Govindaraju developed the first simulation of human-like handwriting for designing CAPTCHAs to exploit the differential in handwriting reading proficiency between humans and machines. The MIT Tech Review (Jan. 2009) highlighted the ingenuity of his Spambot-Fighting Strategy which is grounded in cognitive science principles.
He has developed methods that stochastically model imperfect word segmentation inherent in handwriting and techniques for transcript mapping useful for indexing handwritten documents.
Govindaraju has explored enhancement and binarization techniques for fingerprint images: Fourier analysis, direction median filters, Harris points, fingerprint quality measures. He proposed a minutia extraction algorithm utilizing the contours of minutia ridges and matching based on features extracted from minutia k-plets and formulated the matching algorithm as a minimum cost flow problem and coupled breadth-first search algorithm. The fingerprint templates stored in biometric databases typically contain the original sensor data, or features, from which the intruder can potentially reconstruct fake biometric samples. Govindaraju invented a unique fingerprint hashing method where only hashes are transmitted and stored in the database, and it is not possible to restore original biometric data from them. He proposed a novel indexing method based on minutia k-plet paths whose search time remains constant even when increasing number of enrolled persons.
Govindaraju proposed one of the earliest model-based face recognition methods and developed a face matching system based on semantic descriptors. He proposed a hybrid facial feature localization method based on graphical models and image sampling and verified the individuality of facial expressions, demonstrating that either displacements of facial features or the frequencies of particular expressions could be used as biometric modalities. He innovated methods for automated detection of deceit in facial expressions using changes in facial geometry, texture and changes in the eye movements.
Govindaraju formulated a probabilistic framework for person identification and tracking in smart environments consisting of a set of connected rooms wherein multiple biometric modalities are coupled with the probabilistic track model in this framework. He investigated the concepts of computer security and online user behavior and introduced methods for confirming the identity of online users.
Govindaraju has proposed that, although handwriting is unique to writers, writer style represents a shared component of individual handwriting.

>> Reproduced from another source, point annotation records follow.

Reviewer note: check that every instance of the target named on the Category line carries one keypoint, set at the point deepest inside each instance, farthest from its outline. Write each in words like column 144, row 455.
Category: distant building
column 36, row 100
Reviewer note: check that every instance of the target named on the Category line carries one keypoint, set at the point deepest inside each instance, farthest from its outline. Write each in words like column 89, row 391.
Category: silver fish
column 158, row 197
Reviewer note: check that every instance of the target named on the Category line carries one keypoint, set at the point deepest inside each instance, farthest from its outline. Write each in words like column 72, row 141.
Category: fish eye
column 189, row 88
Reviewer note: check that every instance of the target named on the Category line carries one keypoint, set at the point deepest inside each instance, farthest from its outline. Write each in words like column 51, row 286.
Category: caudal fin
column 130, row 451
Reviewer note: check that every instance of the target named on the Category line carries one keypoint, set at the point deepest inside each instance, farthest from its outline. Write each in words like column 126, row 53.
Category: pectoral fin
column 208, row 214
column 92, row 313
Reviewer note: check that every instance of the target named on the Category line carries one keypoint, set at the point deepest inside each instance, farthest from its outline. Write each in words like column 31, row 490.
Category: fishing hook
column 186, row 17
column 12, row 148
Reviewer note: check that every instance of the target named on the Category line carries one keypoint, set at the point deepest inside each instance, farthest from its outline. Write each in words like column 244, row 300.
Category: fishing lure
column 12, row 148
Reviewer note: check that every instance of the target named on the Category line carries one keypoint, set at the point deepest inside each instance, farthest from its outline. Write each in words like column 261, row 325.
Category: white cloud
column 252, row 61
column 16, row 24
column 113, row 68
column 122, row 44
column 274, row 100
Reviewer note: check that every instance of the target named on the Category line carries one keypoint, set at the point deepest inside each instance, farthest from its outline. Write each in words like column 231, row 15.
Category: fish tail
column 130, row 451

He explicitly models this conceptualization via a three-level hierarchical Bayesian framework (LDA) for the purposes of writer identification and verification. In this text-independent model, each writer's handwriting is modeled as a distribution over a limited set of writing styles that are shared amongst writers. He has shown that, analogous to speech, accents in writing are treated as distinctive quirks unique to a group of people belonging to a common family of scripts which have roots in cultural and genetic factors.